[8] Manic Street Preachers, ‘Walk Me To The Bridge’

manics 2014

“DA-DA-DA-DAAA” – it’s a riff you have to sing along to. Juniors 1 and 2 sing along to the riff.

Well, this is timely, seeing as everyone’s talking about the Manic Street Preachers right now. Between you and me, I’m not sure I’ve ever listened to The Holy Bible all the way through, or at least not more than once. I was never invested in the cult of the Manics although I did buy ‘Stay Beautiful’, ‘Love’s Sweet Exile’ and ‘Motorcycle Emptiness’ (and Gold Against The Soul just for the first two singles), and later ‘A Design For Life’ and ‘If You Tolerate This…’. They just didn’t speak to my politics, which were, in essence, can I dance to it? And is Staropramen on tap?

Which makes it all the more surprising to see them here, so long after even their biggest fans would admit was their peak. Except for those fans who think that terrible single with Nina Persson was any good, of course. But this is such a great, punchy single. I always did like ‘Yellow Pearl’. And the false chorus appeals to the pop anarchist in me, as does the mild is-it-isn’t-it about Richey Edwards intrigue. Nicky Wire says it isn’t and you have to trust a man in shades, don’t you?

[5] Manic Street Preachers, ‘So Why So Sad (Sean Penn Mix – Avalanches)

Is this really the done thing? Heroes of the year, The Avalanches took the Manics’ dreary and slightly odd Showaddywaddyesque plodder and kicked out the stinking chorus, droning Nicky Wire echoed vocal lines, misplaced moog and general sense of melodic dead-end – and replaced all the tired parts with Beach Boys glitter, sun-kissed Hawaiian keyboard strokes and chugging percussion, creating a dizzily gorgeous seaside twilight happy mix. Then they named it after Sean Penn. Pure crazed genius. It’s just a pity for the Preachers that these Aussie samplesmiths couldn’t be around every day. Pity for us too – think of the records we would have been spared.

Junior stood before me, wielding a plastic sword. That might have been how The Avalanches did it, come to think.

[2] Cornershop, ‘Brimful Of Asha’

Not the crazee Norman Cook remix and its forced jollity and helium vocals. This is the real deal, one of the cutest 45s in years. No other record has so successfully married a tribute to Asha Bhosle and a paean to the 7” single. God knows many have tried.

Junior takes the opportunity, as Marc Bolan – an obvious Cornershop influence – once sang, to “ride a green, blue and red snail like the people of the Beltane”. It’s a rocking horse, in the form of a snail. You know the sort of thing. Before saddling up, she was boogieing along and wondering if this really could be the same band that got caught up in all that Riot Grrl nonsense. Damn the NME. They know how to brand a band.
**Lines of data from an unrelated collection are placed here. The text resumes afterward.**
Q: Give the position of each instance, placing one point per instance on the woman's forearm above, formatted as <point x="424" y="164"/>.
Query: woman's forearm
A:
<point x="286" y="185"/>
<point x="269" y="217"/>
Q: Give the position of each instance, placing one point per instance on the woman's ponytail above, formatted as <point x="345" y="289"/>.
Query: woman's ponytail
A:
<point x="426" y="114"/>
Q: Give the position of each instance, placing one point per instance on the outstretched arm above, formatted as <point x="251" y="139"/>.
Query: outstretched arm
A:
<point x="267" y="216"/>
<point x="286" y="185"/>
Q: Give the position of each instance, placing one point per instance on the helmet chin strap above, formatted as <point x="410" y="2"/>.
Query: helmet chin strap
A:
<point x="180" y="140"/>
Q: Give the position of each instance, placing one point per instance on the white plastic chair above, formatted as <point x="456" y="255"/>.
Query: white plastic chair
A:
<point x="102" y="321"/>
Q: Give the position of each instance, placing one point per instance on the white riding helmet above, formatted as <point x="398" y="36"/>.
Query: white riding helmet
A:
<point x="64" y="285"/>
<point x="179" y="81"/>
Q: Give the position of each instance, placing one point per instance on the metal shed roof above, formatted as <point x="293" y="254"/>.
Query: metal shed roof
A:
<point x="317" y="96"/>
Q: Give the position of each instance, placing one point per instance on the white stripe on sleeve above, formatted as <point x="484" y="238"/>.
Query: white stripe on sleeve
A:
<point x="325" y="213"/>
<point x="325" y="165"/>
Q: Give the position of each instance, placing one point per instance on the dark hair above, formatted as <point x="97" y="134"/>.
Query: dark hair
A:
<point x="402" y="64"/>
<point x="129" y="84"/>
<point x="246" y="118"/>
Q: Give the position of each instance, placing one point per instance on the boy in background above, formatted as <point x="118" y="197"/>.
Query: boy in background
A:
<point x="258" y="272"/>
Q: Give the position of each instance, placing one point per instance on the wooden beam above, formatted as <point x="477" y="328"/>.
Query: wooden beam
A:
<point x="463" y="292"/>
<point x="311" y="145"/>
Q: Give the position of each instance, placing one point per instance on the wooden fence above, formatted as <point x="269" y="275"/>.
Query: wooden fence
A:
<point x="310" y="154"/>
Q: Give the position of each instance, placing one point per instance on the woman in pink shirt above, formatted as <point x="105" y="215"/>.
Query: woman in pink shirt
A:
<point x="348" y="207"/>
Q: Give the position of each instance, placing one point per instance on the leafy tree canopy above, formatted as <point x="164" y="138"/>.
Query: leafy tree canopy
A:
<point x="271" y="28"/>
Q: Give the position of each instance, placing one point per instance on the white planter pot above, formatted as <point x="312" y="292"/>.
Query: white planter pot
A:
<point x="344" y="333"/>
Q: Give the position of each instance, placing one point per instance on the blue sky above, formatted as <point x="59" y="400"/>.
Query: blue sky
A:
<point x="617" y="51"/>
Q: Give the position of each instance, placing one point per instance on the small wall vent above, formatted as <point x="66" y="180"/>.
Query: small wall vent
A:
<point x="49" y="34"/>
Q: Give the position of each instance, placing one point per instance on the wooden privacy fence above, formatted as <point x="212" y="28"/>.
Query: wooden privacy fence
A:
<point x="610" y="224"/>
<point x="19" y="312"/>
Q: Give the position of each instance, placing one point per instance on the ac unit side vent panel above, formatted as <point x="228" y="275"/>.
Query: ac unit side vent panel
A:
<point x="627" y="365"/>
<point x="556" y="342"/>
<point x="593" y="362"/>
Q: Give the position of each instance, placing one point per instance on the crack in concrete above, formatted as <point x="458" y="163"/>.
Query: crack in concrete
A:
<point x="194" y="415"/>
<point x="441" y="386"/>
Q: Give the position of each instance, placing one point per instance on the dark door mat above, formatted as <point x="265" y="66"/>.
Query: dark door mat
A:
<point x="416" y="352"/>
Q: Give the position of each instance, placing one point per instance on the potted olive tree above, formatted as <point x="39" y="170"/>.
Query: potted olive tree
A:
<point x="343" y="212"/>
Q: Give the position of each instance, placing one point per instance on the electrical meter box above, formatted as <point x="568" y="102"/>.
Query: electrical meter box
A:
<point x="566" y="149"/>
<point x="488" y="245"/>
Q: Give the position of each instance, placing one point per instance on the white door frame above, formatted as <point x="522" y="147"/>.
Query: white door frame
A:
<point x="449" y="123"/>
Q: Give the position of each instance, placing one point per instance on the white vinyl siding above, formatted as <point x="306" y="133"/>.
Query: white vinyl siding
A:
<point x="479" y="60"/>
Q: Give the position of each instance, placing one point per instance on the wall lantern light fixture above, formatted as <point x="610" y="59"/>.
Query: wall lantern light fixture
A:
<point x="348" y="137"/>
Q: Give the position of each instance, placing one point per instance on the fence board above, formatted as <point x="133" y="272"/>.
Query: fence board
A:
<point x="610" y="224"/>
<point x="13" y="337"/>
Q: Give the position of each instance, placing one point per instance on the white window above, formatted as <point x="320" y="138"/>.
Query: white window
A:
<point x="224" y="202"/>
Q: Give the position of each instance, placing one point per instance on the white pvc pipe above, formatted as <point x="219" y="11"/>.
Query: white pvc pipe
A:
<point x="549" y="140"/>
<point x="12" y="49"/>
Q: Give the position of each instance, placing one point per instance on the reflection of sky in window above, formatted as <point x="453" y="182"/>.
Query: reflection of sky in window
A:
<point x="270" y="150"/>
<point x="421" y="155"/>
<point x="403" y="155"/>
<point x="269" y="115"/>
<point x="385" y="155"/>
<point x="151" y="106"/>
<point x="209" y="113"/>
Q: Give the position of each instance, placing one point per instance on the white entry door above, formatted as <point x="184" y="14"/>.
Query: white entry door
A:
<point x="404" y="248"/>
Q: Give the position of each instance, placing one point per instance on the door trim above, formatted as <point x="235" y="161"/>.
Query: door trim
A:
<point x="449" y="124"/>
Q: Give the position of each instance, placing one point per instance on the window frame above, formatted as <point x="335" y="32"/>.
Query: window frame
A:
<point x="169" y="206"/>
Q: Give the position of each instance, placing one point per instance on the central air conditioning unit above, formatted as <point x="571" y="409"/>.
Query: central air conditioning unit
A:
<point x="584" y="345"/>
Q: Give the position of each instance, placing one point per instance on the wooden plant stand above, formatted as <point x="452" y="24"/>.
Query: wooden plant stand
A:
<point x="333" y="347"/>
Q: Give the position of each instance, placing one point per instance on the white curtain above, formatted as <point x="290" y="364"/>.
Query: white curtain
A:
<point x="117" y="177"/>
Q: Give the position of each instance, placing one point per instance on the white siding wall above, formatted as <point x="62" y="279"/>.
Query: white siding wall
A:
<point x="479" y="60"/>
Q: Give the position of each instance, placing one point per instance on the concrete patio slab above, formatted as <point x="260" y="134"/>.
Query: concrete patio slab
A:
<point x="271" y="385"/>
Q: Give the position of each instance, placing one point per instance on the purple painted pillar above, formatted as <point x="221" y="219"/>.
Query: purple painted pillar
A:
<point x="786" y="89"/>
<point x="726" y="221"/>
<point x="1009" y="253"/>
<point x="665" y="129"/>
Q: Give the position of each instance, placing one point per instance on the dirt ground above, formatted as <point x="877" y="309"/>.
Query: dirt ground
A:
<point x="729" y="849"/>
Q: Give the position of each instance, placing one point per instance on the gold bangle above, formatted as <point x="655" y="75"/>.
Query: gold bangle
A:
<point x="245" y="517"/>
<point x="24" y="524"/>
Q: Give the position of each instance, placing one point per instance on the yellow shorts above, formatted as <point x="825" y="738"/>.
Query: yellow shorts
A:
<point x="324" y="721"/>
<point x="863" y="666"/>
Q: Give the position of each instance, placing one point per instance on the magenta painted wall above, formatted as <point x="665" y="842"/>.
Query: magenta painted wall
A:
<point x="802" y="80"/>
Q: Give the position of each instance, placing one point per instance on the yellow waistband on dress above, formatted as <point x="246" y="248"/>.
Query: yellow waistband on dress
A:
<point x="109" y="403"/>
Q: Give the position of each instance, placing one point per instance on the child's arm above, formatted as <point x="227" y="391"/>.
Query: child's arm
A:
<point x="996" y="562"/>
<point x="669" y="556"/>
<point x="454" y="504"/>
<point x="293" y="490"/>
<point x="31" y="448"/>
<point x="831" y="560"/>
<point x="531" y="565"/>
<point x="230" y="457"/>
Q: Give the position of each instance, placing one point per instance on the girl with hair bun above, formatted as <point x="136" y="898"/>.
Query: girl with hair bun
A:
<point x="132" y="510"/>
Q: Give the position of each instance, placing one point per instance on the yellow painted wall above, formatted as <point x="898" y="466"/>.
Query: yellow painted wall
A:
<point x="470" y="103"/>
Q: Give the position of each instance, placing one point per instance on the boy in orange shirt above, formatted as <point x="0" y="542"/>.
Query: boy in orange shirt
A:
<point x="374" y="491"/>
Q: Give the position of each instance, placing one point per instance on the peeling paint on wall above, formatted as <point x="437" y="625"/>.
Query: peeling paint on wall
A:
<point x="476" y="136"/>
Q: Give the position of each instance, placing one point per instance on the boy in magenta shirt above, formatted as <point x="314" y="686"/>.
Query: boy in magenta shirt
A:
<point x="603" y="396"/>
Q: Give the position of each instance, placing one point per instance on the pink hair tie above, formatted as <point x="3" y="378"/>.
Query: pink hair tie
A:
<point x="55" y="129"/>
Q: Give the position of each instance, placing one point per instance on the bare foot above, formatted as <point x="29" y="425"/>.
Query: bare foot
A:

I was surprised to clock that this is five minutes long. It’s so concise and trim, with just enough embellishment in the strings and handclaps, that you think it’s the classic three-minute pop song. Tjinder Singh also ticks another of my favourite boxes by trying the ‘Young Americans’ trick of fitting too many words in each line. He succeeds where many a Manic Street Preacher has failed.

God. It should be No.1. It’s just that the next song ate rock music, spat it out and ruined its own makers.

[19] Manic Street Preachers, ‘Stay Beautiful’

Manic Street Preachers

So, they arrived looking like Joe Strummer fronting Japan, lost their spiritual core and eventually waddled off dressed as fat Welshman at Next. A bizarre trajectory that became very uninteresting very quickly. They were never much good. Some diverting early singles, the odd OK track on later albums, not enough to justify the devotion.

Standard gibberish in the lyrics. Junior looked all louche, draped over the side of her chair. A mess of eyeliner and spraypaint sounds like a whale of a time to her.

Ah, I do like this shoddy record. It was the first MSPs song I ever heard and I was wryly surprised that this new, shocking punk thing had basically recorded a Huey Lewis melody.